Por que não me esperou? Eu já estava voltando. Posso dar esse pedaço pro menino? Perguntasse. Eu dizia não, e tudo bem. Enquanto eu me olhava no espelho, esfregando as mãos, até salivei, pensando no pedaço que eu tinha deixado sobre a mesa.

— O menino ficou tão feliz. Desembrulhou e saiu comendo, satisfeito. Você precisava ver. E você tinha pedido um sanduichão enorme.

— Eu podia comprar um bem grande pra ele, um mc donalds, um bk, um refil pro menino encher com o tanto de coca quisesse. Eu podia cozinhar hambúrguer pra família dele toda comer a semana inteira, podia ensinar pra ele que hambúrguer é escrito com h, tem acento agudo no u, uma paroxítona aportuguesada que termina em r; mas aquela carninha, aquele pãozinho redondinho, aquele cheddar, aquela lasquinha de alface que sobrou, aquele meio do pão, bem redondo, era meu. MEU. Entende? Aliás, como meus são os desejos, como minha é a liberdade de comer quando e quanto eu quiser, como meu é o corpo que não quer filhos e não quer netos e não quer cachorros e não quer viagem pra Bahia e não quer fazer exercício e não quer plástica e não quer se deitar com você (nem com a promessa de um galeto com farofa de ovo no alpinus, filé acebolado no faisão dourado, nem com o convite pra um sorvete de tapioca no saborella). Entenda. A minha caridade eu faço como eu bem entender. Você tá parecendo a minha mãe, Deus a tenha, que fazia promessa pra eu pagar, que combinava com a santa sem eu saber. Você dá minhas coisas pros outros sem combinar comigo. Tá vendo o erro?

E ela começa a puxar também as lascas de base incolor das unhas do pé.

— Pare de se meter no meu sanduíche.

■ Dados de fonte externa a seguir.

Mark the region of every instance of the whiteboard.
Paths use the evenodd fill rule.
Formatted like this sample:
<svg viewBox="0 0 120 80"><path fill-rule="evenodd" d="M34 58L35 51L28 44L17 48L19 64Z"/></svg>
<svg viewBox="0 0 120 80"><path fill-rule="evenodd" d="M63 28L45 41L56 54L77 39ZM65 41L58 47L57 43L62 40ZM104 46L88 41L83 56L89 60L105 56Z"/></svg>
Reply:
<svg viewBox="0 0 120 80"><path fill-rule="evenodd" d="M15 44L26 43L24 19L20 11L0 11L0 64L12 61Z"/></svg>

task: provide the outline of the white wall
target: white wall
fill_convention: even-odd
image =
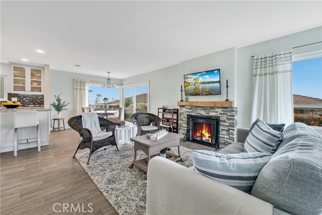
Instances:
[[[251,56],[321,40],[322,27],[320,27],[237,49],[235,105],[238,111],[238,127],[249,128],[252,123],[253,58]]]
[[[0,63],[0,74],[7,76],[7,92],[10,92],[10,64],[9,63]]]
[[[182,79],[179,65],[165,68],[123,80],[124,86],[149,81],[149,111],[157,114],[157,108],[168,105],[169,108],[178,108],[177,102],[180,101],[180,82]]]
[[[61,94],[60,98],[63,101],[66,101],[70,104],[66,107],[67,110],[61,112],[61,117],[65,118],[65,126],[70,128],[67,123],[68,120],[74,116],[74,79],[84,81],[102,82],[102,77],[89,75],[79,74],[64,71],[50,69],[50,98],[49,103],[55,102],[54,95]],[[113,83],[121,83],[119,79],[111,79]],[[106,80],[104,78],[104,80]],[[54,117],[57,112],[50,106],[51,118]]]

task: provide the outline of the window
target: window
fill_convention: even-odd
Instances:
[[[293,56],[294,122],[322,126],[321,53],[316,51]]]
[[[107,110],[116,110],[120,107],[120,89],[103,88],[94,84],[90,84],[89,105],[94,107],[95,110],[104,110],[103,99],[106,98]]]
[[[130,117],[134,113],[148,112],[148,82],[123,87],[124,120],[131,121]]]

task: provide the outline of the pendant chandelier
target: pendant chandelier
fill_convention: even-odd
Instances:
[[[113,88],[114,87],[114,85],[111,83],[111,79],[110,79],[110,71],[108,71],[108,77],[106,79],[106,84],[104,85],[103,87],[106,87],[107,88]]]

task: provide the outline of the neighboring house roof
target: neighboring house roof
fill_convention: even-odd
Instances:
[[[322,99],[301,95],[293,95],[294,108],[322,108]]]

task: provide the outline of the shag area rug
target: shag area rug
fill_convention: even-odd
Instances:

Pare de ficar me obrigando a parecer melhor, mais caridosa que eu já sou. O pedaço de sanduba era meu. Traidor. Corrupto. Você queria lucrar em cima dele? Esse tipo de indulgência não resolve.

— Desculpa, Rosana. Você enxerga tanta coisa. Vamos lá na lanchonete hoje de novo? Deixo o meu último pedaço pra você. Prometo.

— Não, Jéferson. Hoje você não me compra nem com uma caixinha inteira de geleia de mocotó colombo. Não quero remendo. Só queria o direito de desfrutar da última mordida no meu sanduíche. Hoje não. Aquele dia, aquele dia. Mas isso não volta, né, Bovary?

A gatinha balança a cabeça.

 

Corta, corta diz o diretor. Só não mandei parar antes porque a interpretação dessa gata tá demais. Mas precisamos repetir. Nossa. Tem lasca de esmalte no cenário todo. Gente, eu preciso de uma cena mais real, e sem sair tanto do roteiro. Que mania é essa de abusar do improviso? Por favor, Daniela. Detalhes significativos, meus caros. Quero vida, sensação, entusiasmo. Rasguem as aulas de filosofia, o tom de confessionário. Esqueçam as terapias de casal e me venham apenas com o frescor do dia a dia. Sem exagero. Se querem mesmo entrar no próximo Tchékhov que vou dirigir, precisam melhorar muito. E seu papel tá garantido, madame gatínea. Miau.